其二:主張詩人應抒寫“性靈”(或“靈心”)。這種“性靈”或“靈心”是“引古人之精神,以接後人之心目,使其心目有所止焉”,是“求古人真詩所在。真詩者,精神所爲也”(《詩歸序》)。即要在古人詩詞的精神中去尋求性靈。但是,他認爲這種古人的真詩精神是“察其幽情單緒,孤行靜寄於喧雜之中”,於是他自己的作品極力追求孤僻情懷“別趣理奇”即所謂孤懷、孤詣,且誇耀說:“我輩文字到極無煙火處。”(《答衕年尹孔昭書》)

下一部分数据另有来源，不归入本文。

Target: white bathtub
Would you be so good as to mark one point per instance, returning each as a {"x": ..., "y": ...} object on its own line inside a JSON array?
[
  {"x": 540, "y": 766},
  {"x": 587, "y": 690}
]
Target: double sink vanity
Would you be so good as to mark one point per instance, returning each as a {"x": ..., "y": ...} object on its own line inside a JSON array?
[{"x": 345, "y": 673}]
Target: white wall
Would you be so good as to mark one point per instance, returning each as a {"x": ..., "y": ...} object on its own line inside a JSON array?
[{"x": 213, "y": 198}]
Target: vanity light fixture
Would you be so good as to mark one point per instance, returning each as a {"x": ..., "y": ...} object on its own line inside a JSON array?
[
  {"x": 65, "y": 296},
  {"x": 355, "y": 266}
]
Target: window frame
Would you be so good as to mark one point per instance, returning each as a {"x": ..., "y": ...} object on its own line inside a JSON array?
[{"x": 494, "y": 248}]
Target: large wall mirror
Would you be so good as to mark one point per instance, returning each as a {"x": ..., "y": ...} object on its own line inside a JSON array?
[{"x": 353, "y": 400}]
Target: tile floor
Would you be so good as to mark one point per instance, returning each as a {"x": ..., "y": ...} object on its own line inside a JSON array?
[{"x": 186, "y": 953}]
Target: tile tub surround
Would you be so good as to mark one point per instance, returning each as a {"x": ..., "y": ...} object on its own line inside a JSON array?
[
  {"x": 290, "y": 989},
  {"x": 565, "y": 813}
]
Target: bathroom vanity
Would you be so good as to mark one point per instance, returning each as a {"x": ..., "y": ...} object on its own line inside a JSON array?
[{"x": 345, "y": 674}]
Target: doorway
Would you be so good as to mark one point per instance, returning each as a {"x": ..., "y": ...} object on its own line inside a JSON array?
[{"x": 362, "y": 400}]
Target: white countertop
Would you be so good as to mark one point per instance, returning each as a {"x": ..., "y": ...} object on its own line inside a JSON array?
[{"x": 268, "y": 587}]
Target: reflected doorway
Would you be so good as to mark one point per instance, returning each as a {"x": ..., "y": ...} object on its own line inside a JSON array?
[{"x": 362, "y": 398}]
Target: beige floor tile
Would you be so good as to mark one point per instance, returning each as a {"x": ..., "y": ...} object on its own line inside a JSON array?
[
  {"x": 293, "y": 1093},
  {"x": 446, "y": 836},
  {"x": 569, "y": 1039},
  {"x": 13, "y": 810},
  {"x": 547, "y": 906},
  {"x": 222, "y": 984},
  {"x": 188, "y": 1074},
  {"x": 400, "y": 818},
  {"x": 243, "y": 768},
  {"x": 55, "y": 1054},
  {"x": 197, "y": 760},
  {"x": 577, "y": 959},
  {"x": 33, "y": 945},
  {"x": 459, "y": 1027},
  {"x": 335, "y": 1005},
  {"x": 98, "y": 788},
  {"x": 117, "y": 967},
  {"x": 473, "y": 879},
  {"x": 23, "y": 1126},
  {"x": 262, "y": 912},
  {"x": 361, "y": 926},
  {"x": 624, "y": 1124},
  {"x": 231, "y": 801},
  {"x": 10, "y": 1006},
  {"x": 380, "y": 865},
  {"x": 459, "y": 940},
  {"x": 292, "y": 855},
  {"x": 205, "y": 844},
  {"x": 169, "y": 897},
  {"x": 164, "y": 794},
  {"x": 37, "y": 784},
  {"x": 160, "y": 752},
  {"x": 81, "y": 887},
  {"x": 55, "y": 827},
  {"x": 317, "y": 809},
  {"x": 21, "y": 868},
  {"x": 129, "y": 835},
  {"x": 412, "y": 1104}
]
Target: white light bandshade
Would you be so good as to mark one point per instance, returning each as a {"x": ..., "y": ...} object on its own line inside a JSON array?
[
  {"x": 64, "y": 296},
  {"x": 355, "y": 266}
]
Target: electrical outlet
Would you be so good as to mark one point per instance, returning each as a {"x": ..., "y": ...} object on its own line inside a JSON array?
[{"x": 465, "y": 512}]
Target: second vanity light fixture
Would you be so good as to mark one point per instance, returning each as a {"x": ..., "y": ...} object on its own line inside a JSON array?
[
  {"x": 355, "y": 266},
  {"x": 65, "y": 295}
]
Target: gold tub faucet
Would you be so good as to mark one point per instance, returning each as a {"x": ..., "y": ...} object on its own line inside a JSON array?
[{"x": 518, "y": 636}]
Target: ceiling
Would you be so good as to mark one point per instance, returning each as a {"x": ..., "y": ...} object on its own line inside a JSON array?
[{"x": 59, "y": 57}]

其三:倡導幽深孤峭的風格。《明史·文苑傳》載:“自宏道矯王、李詩之弊,倡以清真,惺復矯其弊,變而爲幽深孤峭。”鍾惺認爲公安派末端文風俚俗、淺率,企圖以幽深孤峭的風格加以匡救。但他卻走入了另一形式主義極端,往往只顧及字句,忘卻篇章,追求奇字險韻,造成一種艱澀隱晦的風格,以致有些詩句語意不暢,令人費解,如“樹無黃一葉,雲有白孤村”(《晝泊》)等。鍾、譚以這種主張爲標準評選《詩歸》。他們所選唐詩,專取清瘦淡遠一格,衆所推重的李白《古風》、杜甫《秋興》等名篇都不選入,試圖以幽冷來洗“七子”的絢爛,足可見其主張的長、短,利、弊。鍾惺的詩,由於追求幽情孤行,所以大多情思狹窄,題材侷促,缺乏深厚廣闊的社會內容。不過他苦心吟事,雕字酌句,不遺餘力,有些五古遊覽詩作寫得還相當好。如《經觀音巖》、《舟晚》等,雖有雕鏤之嫌,然寄情繪景,時有名理。其《上巳雨中登雨花臺》、《巴東道中示弟栓》,手眼別出,可見清思。另外,有些詩作對社會現實也有所反映,如《江行俳體》12首,寫及了“官錢曾未漏漁蠻”的賦稅嚴重情況。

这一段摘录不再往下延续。